LA GARA
L'affare della camera mortuaria era emerso proprio dalle intercettazioni sui traffici nelle piazze di San Basilio. A garantire al direttore generale il pagamento di tangenti, la cui entità ed incasso non sono mai state riscontrati, secondo i pm Colaiocco, Cardia e Sargenti, sarebbero stati i Taffo imbeccati sulla possibilità di vincere la gara con mezzi illeciti da Daniela Chimenti, un'impiegata della società di pulizie in servizio all'ospedale e moglie di Guerino Primavera, un personaggio un po' sfarzoso di San Basilio in quel periodo sospettato di gestire un giro di usura, mentre i figli Fabrizio e Daniele appunto - si occupavano di droga.
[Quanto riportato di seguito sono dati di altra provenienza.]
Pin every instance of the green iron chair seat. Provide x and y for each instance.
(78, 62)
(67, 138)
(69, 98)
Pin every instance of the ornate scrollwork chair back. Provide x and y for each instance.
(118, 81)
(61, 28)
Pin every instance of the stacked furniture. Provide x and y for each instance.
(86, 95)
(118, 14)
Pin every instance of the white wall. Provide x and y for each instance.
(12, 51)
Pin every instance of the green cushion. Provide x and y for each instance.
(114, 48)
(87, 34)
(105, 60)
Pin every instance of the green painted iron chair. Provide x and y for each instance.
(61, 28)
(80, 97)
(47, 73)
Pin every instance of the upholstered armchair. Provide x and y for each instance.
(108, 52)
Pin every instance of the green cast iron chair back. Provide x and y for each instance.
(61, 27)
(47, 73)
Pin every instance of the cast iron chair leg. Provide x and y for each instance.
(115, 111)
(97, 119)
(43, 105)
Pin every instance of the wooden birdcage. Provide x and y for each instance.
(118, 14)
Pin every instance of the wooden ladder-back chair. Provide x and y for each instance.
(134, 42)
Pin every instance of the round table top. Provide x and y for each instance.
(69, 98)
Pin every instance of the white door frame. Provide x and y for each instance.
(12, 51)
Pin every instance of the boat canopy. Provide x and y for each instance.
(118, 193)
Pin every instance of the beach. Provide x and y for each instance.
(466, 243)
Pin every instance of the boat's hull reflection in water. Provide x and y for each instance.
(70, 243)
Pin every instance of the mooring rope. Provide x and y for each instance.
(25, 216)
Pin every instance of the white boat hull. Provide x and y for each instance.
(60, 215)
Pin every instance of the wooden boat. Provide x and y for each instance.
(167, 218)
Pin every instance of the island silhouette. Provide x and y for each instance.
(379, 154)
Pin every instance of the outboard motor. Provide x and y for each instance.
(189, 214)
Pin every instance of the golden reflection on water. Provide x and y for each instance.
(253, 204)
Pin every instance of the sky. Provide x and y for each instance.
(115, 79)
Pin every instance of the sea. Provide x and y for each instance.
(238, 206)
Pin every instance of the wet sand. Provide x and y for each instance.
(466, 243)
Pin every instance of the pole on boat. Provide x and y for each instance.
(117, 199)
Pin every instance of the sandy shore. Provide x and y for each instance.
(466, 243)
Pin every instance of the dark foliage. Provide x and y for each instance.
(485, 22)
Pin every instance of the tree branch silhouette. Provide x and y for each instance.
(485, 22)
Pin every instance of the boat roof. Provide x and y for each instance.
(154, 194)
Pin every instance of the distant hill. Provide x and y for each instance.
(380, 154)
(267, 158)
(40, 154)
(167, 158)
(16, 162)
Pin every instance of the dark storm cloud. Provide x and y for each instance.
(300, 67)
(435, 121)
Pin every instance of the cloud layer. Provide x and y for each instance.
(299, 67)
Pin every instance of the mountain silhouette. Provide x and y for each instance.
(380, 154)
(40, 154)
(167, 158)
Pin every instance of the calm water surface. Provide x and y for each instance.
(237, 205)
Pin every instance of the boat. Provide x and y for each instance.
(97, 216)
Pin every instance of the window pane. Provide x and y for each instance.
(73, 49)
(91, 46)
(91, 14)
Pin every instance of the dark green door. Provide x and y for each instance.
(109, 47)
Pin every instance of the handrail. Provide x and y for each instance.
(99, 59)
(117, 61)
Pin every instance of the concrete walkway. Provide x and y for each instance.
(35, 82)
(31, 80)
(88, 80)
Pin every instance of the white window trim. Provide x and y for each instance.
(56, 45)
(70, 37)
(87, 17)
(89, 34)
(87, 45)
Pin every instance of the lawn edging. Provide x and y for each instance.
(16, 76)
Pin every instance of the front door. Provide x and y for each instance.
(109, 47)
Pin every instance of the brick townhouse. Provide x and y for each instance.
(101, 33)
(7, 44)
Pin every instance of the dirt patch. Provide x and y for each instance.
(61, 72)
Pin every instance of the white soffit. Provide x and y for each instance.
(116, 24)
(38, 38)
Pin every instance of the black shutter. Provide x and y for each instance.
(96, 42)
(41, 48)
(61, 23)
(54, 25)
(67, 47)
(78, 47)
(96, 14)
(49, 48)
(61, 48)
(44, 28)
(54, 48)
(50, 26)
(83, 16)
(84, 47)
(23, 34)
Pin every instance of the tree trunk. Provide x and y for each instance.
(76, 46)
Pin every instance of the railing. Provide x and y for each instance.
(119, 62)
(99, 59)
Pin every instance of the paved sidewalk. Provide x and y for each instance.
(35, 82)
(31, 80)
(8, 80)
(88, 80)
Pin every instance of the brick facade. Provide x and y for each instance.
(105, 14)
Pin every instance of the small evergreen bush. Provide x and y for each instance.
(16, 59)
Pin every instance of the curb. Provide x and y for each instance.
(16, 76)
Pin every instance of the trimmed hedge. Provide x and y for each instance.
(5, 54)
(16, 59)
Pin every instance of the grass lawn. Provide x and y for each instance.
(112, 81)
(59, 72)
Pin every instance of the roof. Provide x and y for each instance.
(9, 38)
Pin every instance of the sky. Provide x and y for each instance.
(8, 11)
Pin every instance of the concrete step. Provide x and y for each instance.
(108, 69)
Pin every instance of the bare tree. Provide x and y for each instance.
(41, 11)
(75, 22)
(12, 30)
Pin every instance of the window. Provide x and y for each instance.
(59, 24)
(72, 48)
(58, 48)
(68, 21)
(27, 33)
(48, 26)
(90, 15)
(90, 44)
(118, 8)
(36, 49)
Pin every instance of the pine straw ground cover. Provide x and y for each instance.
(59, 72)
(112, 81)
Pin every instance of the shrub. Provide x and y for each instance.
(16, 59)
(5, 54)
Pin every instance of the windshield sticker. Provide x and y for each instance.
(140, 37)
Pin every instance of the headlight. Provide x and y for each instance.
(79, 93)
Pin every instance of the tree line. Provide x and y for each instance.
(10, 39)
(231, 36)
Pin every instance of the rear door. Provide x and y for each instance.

Il caso viene scoperchiato nell'estate 2015 con una retata di arresti. Bianconi e i Taffo finiscono ai domiciliari, mentre i Primavera, dopo un periodo di latitanza, in carcere. «Stiamo in una botte di ferro. L'appalto si chiude al 99,9 per cento». La mente dell'assegnazione pilotata della camera mortuaria sarebbe stata proprio la moglie del capo di San Basilio.
LA RICOMPENSA
Venuta a conoscenza della gara ancora da indire, aveva avvertito subito il marito che a sua volta aveva informato della possibilità di accaparrare l'appalto Giustino Taffo. Mancava solo l'aggancio giusto. E allora l'addetta alle pulizie aveva attivato una collega e suo marito, l'imprenditore edile Fabrizio Coppola, ammanicato coi piani alti, in particolare con il dg Bianconi. L'appalto, aggiudicato nel 2014 (e poi sospeso), era un piatto ricco. Nella misura cautelare si parla di una «lauta ricompensa» finita nelle tasche del direttore, una bustarella non quantificata, però. Daniela Chimenti, l'addetta alle pulizie, per quantificare la portata dell'affare, faceva i conti al telefono con l'amica: «Effettua la media di cinquecento decessi all'anno a tremila a funerale; fa un milione e mezzo di euro».